28 - Dia Yang Sudah Mati

218 29 0
                                    

Dunia sudah kacau, jadi kenapa pertempuran tidak berhenti? castil jadi terdiam dalam kengerian. Benak Hermione terjun bebas, berputar tanpa kendali, memberikan sengatatan atas rasa frusatinya terhadap perang yang tidak pernah berahkir.

Suara Voldemort bergaung dari segala sisi, dan Hermione menyadari bahwa dia berbicara pada Hogwarts dan daerah sekitarnya, agar penduduk Hogsmeade, orang-orang yang jauh di kementrian, sisa-sisa yang hidup dan bersembunyi di Diagon Alley dan semua yang masih bertempur di castil akan mendengarnya sejelas bila ia berdiri di samping mereka, seperti bernapas di belakang leher mereka, mengembuskan kematian.

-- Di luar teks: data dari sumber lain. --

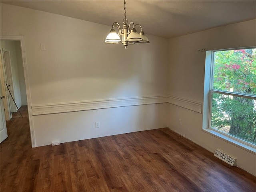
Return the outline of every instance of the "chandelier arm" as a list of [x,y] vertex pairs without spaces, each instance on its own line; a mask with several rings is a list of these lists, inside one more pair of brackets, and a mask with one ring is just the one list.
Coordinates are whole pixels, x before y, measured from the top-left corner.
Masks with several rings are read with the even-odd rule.
[[142,27],[141,26],[141,25],[140,25],[139,24],[136,24],[135,25],[134,25],[134,27],[135,27],[135,26],[136,26],[137,25],[138,25],[139,26],[140,26],[140,29],[141,29],[141,31],[143,31],[143,30],[142,30]]
[[[116,24],[117,25],[115,25],[115,24]],[[114,27],[116,27],[118,28],[118,35],[120,36],[121,34],[122,34],[122,32],[121,31],[121,27],[120,27],[120,25],[117,22],[115,22],[112,25],[112,28],[113,28]]]
[[129,24],[129,27],[128,28],[128,33],[129,33],[129,32],[130,31],[130,25],[131,25],[131,24],[132,24],[132,25],[133,25],[133,28],[134,28],[134,23],[132,22],[131,22],[130,23],[130,24]]

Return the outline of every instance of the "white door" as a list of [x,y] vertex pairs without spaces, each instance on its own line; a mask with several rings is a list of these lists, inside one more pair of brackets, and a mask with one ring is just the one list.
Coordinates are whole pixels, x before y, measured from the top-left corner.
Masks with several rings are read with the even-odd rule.
[[7,129],[6,128],[6,122],[5,121],[5,115],[4,115],[4,102],[3,100],[6,99],[2,96],[2,84],[0,83],[0,96],[1,96],[1,110],[0,110],[0,142],[7,138]]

"Kalian telah bertempur," sahut suara melengking dingin itu, "dengan gagah berani. Lord Voldemort paham caranya menghargai keberanian."

"Tapi kalian menderita kekalahan yang besar. Kalau kalian bertahan, tetap menolakku, kalian semua akan mati, satu persatu. Aku tak menginginkan ini terjadi. Setiap tetes darah
sihir yang tertumpah adalah suatu kehilangan, suatu penghamburan."

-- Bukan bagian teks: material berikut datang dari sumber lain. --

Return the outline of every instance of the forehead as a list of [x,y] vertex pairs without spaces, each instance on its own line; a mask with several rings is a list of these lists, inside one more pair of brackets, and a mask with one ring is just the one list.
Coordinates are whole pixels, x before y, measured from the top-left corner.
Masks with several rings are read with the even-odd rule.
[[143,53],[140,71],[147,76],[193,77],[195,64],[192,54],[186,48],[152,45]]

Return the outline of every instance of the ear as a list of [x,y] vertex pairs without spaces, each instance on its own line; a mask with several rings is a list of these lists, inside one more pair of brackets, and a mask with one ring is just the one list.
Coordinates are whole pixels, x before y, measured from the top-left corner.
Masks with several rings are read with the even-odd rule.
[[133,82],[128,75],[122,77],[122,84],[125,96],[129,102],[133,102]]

Hermione bangkit dari posisinya yang duduk di lantai kotor Hogwarts, mengabaikan suara Voldemort yang menggema, masuk dan berbicara dalam kepala-kepala mereka. Dia berjalan, menghampiri Malfoy yang kini berbalik menghadapnya.

Patronus berwujud burung merak milik Malfoy telah menghilang, dan pemuda itu berdiri di bawah langit-langit yang retak. Berdiri diam, seolah menanti Hermione datang padanya.

Saat jarak mereka tinggal beberapa inci lagi, mereka menubruk diri mereka dengan pelukan erat. Nafas Draco memberat, meraup tubuh Hermione yang lebih kecil, meremas lembut rambut coklatnya yang berantakan. Sementara Hermione membenamkan wajahnya yang kotor dalam ceruk leher Draco.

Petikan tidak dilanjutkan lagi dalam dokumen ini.